Quantization and Distillation
There are many detailed references on this, so I will just present the gist. A distilled model is a “student” model that learns from a more complex “teacher” model. It is a type of transfer learning, but with the dual goals of making a model smaller while keeping its performance high. The student is trained using prompts and the outputs of the teacher model for those prompts. I have seen some cases where the regular training data and process is also used. The overall process is faster and uses less money and power while helping create a smaller model that is easier to deploy and run on less powerful systems. An analogy is taking a class that teaches you just how to pass an exam rather than teaching you the subject thoroughly.

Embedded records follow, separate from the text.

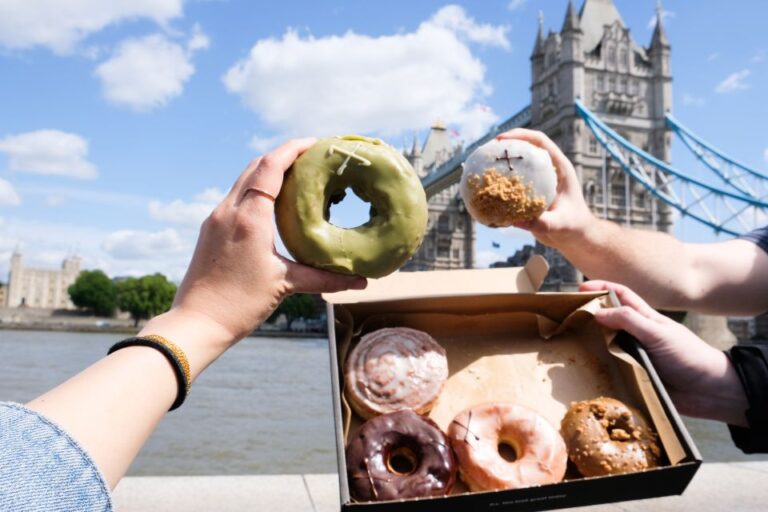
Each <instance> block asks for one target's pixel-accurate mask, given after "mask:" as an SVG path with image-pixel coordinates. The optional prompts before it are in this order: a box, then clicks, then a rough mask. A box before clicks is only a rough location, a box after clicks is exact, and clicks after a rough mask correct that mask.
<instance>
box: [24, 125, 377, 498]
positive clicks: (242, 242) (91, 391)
mask: <svg viewBox="0 0 768 512" xmlns="http://www.w3.org/2000/svg"><path fill="white" fill-rule="evenodd" d="M313 142H314V141H313V140H312V139H303V140H294V141H290V142H288V143H286V144H284V145H282V146H280V147H279V148H278V149H276V150H275V151H273V152H272V153H269V154H268V155H265V156H263V157H261V158H258V159H256V160H254V161H253V162H252V163H251V164H250V165H249V166H248V167H247V168H246V169H245V172H243V174H242V175H241V176H240V178H239V179H238V180H237V182H236V183H235V185H234V186H233V187H232V190H231V191H230V192H229V194H228V195H227V197H226V198H225V199H224V201H222V203H221V204H220V205H219V206H217V207H216V209H215V210H214V212H213V213H212V214H211V216H210V217H208V219H207V220H206V221H205V222H204V223H203V226H202V228H201V230H200V237H199V239H198V241H197V248H196V249H195V254H194V256H193V257H192V262H191V263H190V265H189V269H188V270H187V275H186V276H185V277H184V281H183V282H182V283H181V286H180V287H179V290H178V293H177V294H176V299H175V300H174V303H173V307H172V308H171V310H170V311H168V312H167V313H165V314H162V315H159V316H156V317H155V318H153V319H151V320H150V321H149V322H147V323H146V325H145V326H144V327H143V329H142V330H141V332H140V333H139V334H140V335H150V334H156V335H160V336H163V337H165V338H167V339H169V340H171V341H172V342H174V343H175V344H176V345H177V346H178V347H180V348H181V350H182V351H183V352H184V353H185V354H186V356H187V359H188V361H189V366H190V373H191V375H190V376H191V379H192V380H194V379H195V378H196V377H197V376H198V375H199V374H200V372H202V371H203V369H205V368H206V367H207V366H208V365H209V364H211V363H212V362H213V361H214V360H216V358H218V357H219V356H220V355H221V354H222V353H223V352H224V351H225V350H227V348H229V347H230V346H232V344H233V343H235V342H236V341H237V340H239V339H240V338H242V337H243V336H246V335H247V334H248V333H249V332H251V331H252V330H253V329H254V328H256V326H257V325H258V324H259V323H261V322H263V321H264V320H265V319H266V318H267V317H268V316H269V314H270V313H271V312H272V311H273V310H274V309H275V307H277V305H278V304H279V303H280V301H281V300H282V299H283V298H284V297H285V296H286V295H288V294H290V293H293V292H315V293H316V292H329V291H336V290H342V289H345V288H350V287H352V288H363V287H365V285H366V281H365V279H363V278H360V277H355V276H342V275H338V274H332V273H329V272H324V271H322V270H317V269H313V268H309V267H306V266H304V265H299V264H298V263H294V262H291V261H288V260H287V259H285V258H283V257H282V256H280V255H278V254H277V253H276V252H275V229H274V224H273V221H272V217H273V212H274V199H275V197H277V195H278V194H279V193H280V187H281V185H282V183H283V173H284V172H285V170H286V169H288V168H289V167H290V166H291V164H292V163H293V161H294V160H295V159H296V157H297V156H298V155H300V154H301V152H302V151H304V150H305V149H307V148H308V147H309V146H310V145H311V144H312V143H313ZM177 393H178V384H177V381H176V377H175V374H174V372H173V370H172V367H171V365H170V364H169V362H168V360H167V359H166V357H165V356H164V355H163V354H162V353H160V352H159V351H157V350H155V349H153V348H148V347H141V346H133V347H128V348H123V349H121V350H118V351H116V352H114V353H112V354H111V355H109V356H108V357H105V358H103V359H101V360H100V361H98V362H97V363H95V364H93V365H92V366H90V367H89V368H87V369H85V370H83V371H82V372H80V373H78V374H77V375H75V376H74V377H72V378H70V379H69V380H67V381H66V382H64V383H63V384H60V385H59V386H57V387H56V388H54V389H52V390H50V391H48V392H47V393H44V394H43V395H41V396H39V397H37V398H36V399H34V400H32V401H31V402H30V403H29V404H28V406H29V407H30V408H31V409H33V410H36V411H38V412H40V413H42V414H44V415H46V416H47V417H48V418H50V419H51V420H53V421H55V422H56V423H57V424H58V425H59V426H61V427H62V428H63V429H64V430H66V431H67V432H68V433H69V434H70V435H71V436H72V437H73V438H74V439H76V440H77V441H79V442H80V444H81V446H82V447H84V448H85V450H86V451H87V452H88V453H89V454H90V456H91V457H92V459H93V460H94V461H95V462H96V465H97V466H98V467H99V468H100V469H101V471H102V473H103V474H104V476H105V478H106V480H107V482H108V484H109V486H110V487H112V488H114V486H115V485H117V482H118V481H119V480H120V478H122V476H123V475H124V474H125V472H126V471H127V469H128V466H129V465H130V463H131V461H133V459H134V458H135V457H136V454H137V453H138V452H139V450H140V449H141V447H142V446H143V445H144V443H145V442H146V440H147V438H148V437H149V435H150V434H151V433H152V431H153V430H154V428H155V427H156V426H157V424H158V423H159V422H160V420H161V419H162V417H163V416H164V415H165V413H166V412H167V411H168V408H169V407H170V406H171V404H172V403H173V401H174V400H175V398H176V396H177ZM115 433H119V435H116V434H115Z"/></svg>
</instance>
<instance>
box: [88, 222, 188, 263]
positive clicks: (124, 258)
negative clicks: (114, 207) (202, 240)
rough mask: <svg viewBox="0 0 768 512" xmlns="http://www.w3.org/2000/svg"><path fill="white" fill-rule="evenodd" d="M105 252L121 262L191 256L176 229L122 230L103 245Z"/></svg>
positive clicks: (185, 241)
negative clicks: (159, 229)
mask: <svg viewBox="0 0 768 512" xmlns="http://www.w3.org/2000/svg"><path fill="white" fill-rule="evenodd" d="M102 248H103V249H104V251H105V252H106V253H107V254H109V255H110V256H112V257H113V258H117V259H121V260H141V259H157V258H163V257H167V256H178V255H180V254H191V247H190V246H189V244H188V243H187V242H186V241H185V240H183V239H182V238H181V237H180V236H179V234H178V233H177V232H176V230H175V229H166V230H163V231H158V232H154V233H153V232H147V231H133V230H121V231H115V232H114V233H110V234H109V235H107V237H106V238H105V239H104V242H103V243H102Z"/></svg>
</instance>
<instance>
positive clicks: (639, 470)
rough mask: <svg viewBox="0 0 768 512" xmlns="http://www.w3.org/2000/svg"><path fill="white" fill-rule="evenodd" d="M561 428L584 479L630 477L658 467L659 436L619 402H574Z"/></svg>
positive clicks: (623, 405)
mask: <svg viewBox="0 0 768 512" xmlns="http://www.w3.org/2000/svg"><path fill="white" fill-rule="evenodd" d="M561 427H562V433H563V437H564V439H565V443H566V445H567V446H568V455H569V457H570V459H571V461H572V462H573V463H574V464H575V465H576V468H577V469H578V470H579V472H580V473H581V474H582V475H584V476H598V475H613V474H618V473H630V472H635V471H642V470H644V469H648V468H652V467H655V466H657V465H658V464H659V460H660V458H661V449H660V447H659V444H658V440H657V437H658V436H657V435H656V433H655V432H654V431H653V430H652V429H651V428H650V427H649V426H648V424H647V423H646V421H645V419H644V418H643V417H642V415H640V413H639V412H638V411H636V410H634V409H630V408H629V407H628V406H627V405H625V404H624V403H622V402H620V401H619V400H615V399H613V398H606V397H600V398H596V399H594V400H585V401H583V402H574V403H572V404H571V406H570V408H569V409H568V412H567V413H566V414H565V417H564V418H563V421H562V424H561Z"/></svg>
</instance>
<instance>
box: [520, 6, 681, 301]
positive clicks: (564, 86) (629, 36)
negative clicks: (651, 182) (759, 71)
mask: <svg viewBox="0 0 768 512" xmlns="http://www.w3.org/2000/svg"><path fill="white" fill-rule="evenodd" d="M661 21H662V20H661V11H660V9H659V8H657V15H656V27H655V29H654V32H653V35H652V37H651V41H650V45H649V46H648V47H643V46H641V45H639V44H637V43H636V42H635V40H634V39H633V38H632V36H631V34H630V29H629V28H628V27H627V26H626V25H625V24H624V21H623V20H622V18H621V15H620V14H619V11H618V10H617V9H616V6H615V5H614V4H613V1H612V0H585V1H584V4H583V6H582V7H581V10H580V11H579V12H578V14H577V12H576V10H575V9H574V6H573V3H572V1H569V2H568V6H567V8H566V12H565V19H564V20H563V24H562V28H561V29H560V31H559V32H553V31H550V32H549V33H548V34H547V35H545V34H544V23H543V19H542V18H541V17H540V18H539V30H538V34H537V36H536V41H535V43H534V48H533V52H532V54H531V128H533V129H536V130H541V131H543V132H545V133H546V134H547V135H549V136H550V137H551V138H552V139H553V140H554V141H555V142H556V143H557V145H558V146H559V147H560V148H561V149H562V150H563V152H564V153H565V154H566V156H568V158H569V159H570V160H571V162H573V165H574V167H575V169H576V173H577V175H578V176H579V179H580V181H581V184H582V187H583V192H584V198H585V199H586V201H587V203H588V204H589V206H590V208H591V209H592V210H593V211H594V212H595V213H596V214H597V215H599V216H601V217H603V218H606V219H609V220H612V221H614V222H617V223H620V224H625V225H631V226H633V227H636V228H647V229H655V230H660V231H670V229H671V222H672V218H671V215H670V211H669V209H668V207H666V206H665V205H663V204H661V203H659V202H657V201H656V200H655V199H654V198H653V197H652V196H651V195H650V194H649V193H648V191H647V190H646V189H645V188H644V187H643V186H642V185H640V184H639V183H635V182H633V181H632V180H631V179H630V178H629V177H628V176H627V174H626V173H624V172H623V171H622V170H621V169H620V168H619V166H618V165H617V164H616V163H614V162H612V161H610V159H608V158H607V157H606V154H605V151H604V150H603V148H602V146H601V145H600V144H599V143H598V141H597V140H596V139H595V137H594V136H593V135H592V133H591V131H590V129H589V128H588V127H587V126H586V125H585V124H584V121H583V120H582V119H581V118H580V117H579V115H578V113H577V112H576V108H575V105H574V100H575V99H577V98H578V99H581V100H582V102H583V103H584V104H585V105H586V106H587V108H589V109H590V110H592V111H593V112H595V113H596V114H597V115H598V116H599V117H600V119H602V120H603V121H605V122H606V123H607V124H608V125H609V126H611V127H612V128H613V129H614V130H616V131H617V132H619V133H620V134H621V135H622V136H623V137H624V138H626V139H627V140H629V141H630V142H631V143H632V144H633V145H634V146H637V147H639V148H642V149H643V150H645V151H648V152H649V153H651V154H652V155H654V156H656V157H657V158H659V159H661V160H664V161H669V157H670V145H671V135H670V134H669V133H668V130H667V129H666V123H665V120H664V115H665V113H666V112H667V111H669V110H671V108H672V72H671V68H670V56H671V48H670V45H669V41H668V39H667V36H666V33H665V31H664V27H663V25H662V23H661ZM537 252H541V253H547V254H545V257H547V258H548V259H549V260H550V264H551V265H552V272H551V273H550V276H549V279H548V281H549V282H548V284H549V285H550V286H552V285H555V284H556V285H557V286H556V287H557V288H566V289H567V288H571V287H573V286H576V285H577V284H578V283H579V282H580V281H581V276H579V275H578V272H577V271H576V270H575V269H573V267H571V266H570V265H569V264H568V263H567V262H565V260H564V259H562V258H561V257H559V255H557V254H555V253H554V251H552V250H551V249H546V248H544V247H537ZM553 280H557V281H558V282H557V283H554V282H552V281H553Z"/></svg>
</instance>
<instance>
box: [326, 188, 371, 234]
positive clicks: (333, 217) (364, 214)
mask: <svg viewBox="0 0 768 512" xmlns="http://www.w3.org/2000/svg"><path fill="white" fill-rule="evenodd" d="M375 216H376V208H374V206H373V205H372V204H371V203H369V202H368V201H366V200H365V199H363V198H361V197H360V196H359V195H357V193H356V192H355V191H354V190H353V189H352V188H351V187H347V189H346V190H339V191H337V192H334V193H333V194H331V195H330V198H329V201H328V204H326V205H325V220H327V221H328V222H330V223H331V224H333V225H334V226H336V227H339V228H344V229H354V228H356V227H359V226H363V225H365V224H367V223H368V222H370V221H371V219H372V218H373V217H375Z"/></svg>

Quantization is a much simpler concept. My company did data compression work and since model quantization is just a type of compression it was an area of interest that I worked on. A highly precise model would use parameters with high precision, such as 32-bit floating point numbers. Is this precision really needed? It depends. It could help with some problems, but the gains are minimal and for most models the extra precision does not matter. It is the question of how many significant digits you need and how do changes in that impact the error rate. This is studied with numerical analysis techniques.
Compression can also alter a model to run on different architectures. You cannot run a 32-bit model in a 16-bit microcontroller, for example, but you could quantize it to 16-bit floating point (FP16) and then run it. You could further quantize the model and run on an 8-bit microcontroller using 8-bit integers (INT8) to represent parameters. To quantize, you convert the parameters to lower precision numerical representation by rewriting the model while ignoring the higher precision bits in each parameter, cutting the size down dramatically. 32-bit can be converted to 16 bit, or 8 bit or even 4 (INT4). Quantization lets you run AI models on IoT devices and wearables.
Performing distillation followed by quantization results in dramatically smaller models. DeepSeek-R1 has 671 billion 8-bit parameters. DeepSeek-R1-Distill-Qwen-14B has 14 billion 4-bit parameters.